Il meccanismo di base è molto semplice ma, per idearlo, la Columbia University ha impiegato anni: quando una persona parla, o immagina di farlo, appaiono nel cervello le spie di questa attività, segnali riconoscibili presenti anche quando si ascolta qualcuno mentre parla. Per decodificarli, i ricercatori guidati da Nima Mesgarani hanno sviluppato un vocoder, cioè un algoritmo capace di sintetizzare i discorsi, dopo aver imparato a registrare una persona mentre parla. Mesgarani ha affermato:

E' la stessa tecnologia usata da Amazon Echo e Siri, che rispondono verbalmente alle nostre domande

Insegnare il linguaggio ad un dispositivo

Per insegnare al vocoder ad interpretare l'attività cerebrale, i ricercatori hanno studiato e misurato quella dei malati di epilessia, mentre ascoltavano frasi pronunciate da persone diverse. Hanno quindi chiesto ai volontari di contare da 0 a 9, registrando i loro segnali cerebrali. Il suono prodotto dal vocoder in risposta a questi segnali è stato analizzato e "pulito" da un sistema intelligenza artificiale che imita le strutture dei neuroni.

Il risultato è stata una voce, dal suono meccanico, in grado di ripetere la sequenza di numeri.

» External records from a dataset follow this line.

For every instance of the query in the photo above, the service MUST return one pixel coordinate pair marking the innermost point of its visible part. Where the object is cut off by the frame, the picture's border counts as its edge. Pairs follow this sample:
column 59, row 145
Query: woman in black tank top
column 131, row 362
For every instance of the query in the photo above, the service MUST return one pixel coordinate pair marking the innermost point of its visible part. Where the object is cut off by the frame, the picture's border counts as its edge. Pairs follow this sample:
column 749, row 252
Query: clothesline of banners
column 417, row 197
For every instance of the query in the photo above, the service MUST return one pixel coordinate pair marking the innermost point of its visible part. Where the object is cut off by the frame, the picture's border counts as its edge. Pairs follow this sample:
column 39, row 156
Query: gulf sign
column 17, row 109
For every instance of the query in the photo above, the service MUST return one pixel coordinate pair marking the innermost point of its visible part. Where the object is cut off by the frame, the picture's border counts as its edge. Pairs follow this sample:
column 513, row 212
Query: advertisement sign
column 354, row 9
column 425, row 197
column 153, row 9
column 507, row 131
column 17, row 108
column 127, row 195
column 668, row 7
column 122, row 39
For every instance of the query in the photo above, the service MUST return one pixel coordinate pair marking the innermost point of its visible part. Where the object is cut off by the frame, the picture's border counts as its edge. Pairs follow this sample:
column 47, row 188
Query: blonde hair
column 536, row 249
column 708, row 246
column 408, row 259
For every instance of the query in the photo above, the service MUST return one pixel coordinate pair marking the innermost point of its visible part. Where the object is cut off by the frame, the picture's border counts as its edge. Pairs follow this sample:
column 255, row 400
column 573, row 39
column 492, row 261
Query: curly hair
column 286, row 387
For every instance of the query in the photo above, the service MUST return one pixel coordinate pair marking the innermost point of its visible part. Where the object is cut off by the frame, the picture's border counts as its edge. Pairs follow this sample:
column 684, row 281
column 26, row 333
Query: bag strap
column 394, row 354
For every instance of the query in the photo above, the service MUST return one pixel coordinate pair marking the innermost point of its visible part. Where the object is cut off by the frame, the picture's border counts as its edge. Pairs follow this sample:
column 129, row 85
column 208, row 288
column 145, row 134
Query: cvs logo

"Le persone riuscivano a capire e ripetere i suoni detti dalla macchina il 75% delle volte"

Ovviamente la tecnologia che si è sviluppata come risultato finale non è ancora qualcosa di concreto al 100%, si tratta solo del primo passo verso quella che potremmo ritenere l'evoluzione della tecnologia.

I ricercatori vogliono ora ripetere il test con parole e frasi più complesse, e con i segnali cerebrali prodotti da una persona mentre parla o immagina di farlo. L'idea è di arrivare a realizzare un impianto simile a quello usato per i malati di epilessia, capace di tradurre direttamente in parole i pensieri di persone non più in grado di parlare a causa di malattie, come la sclerosi laterale amiotrofica.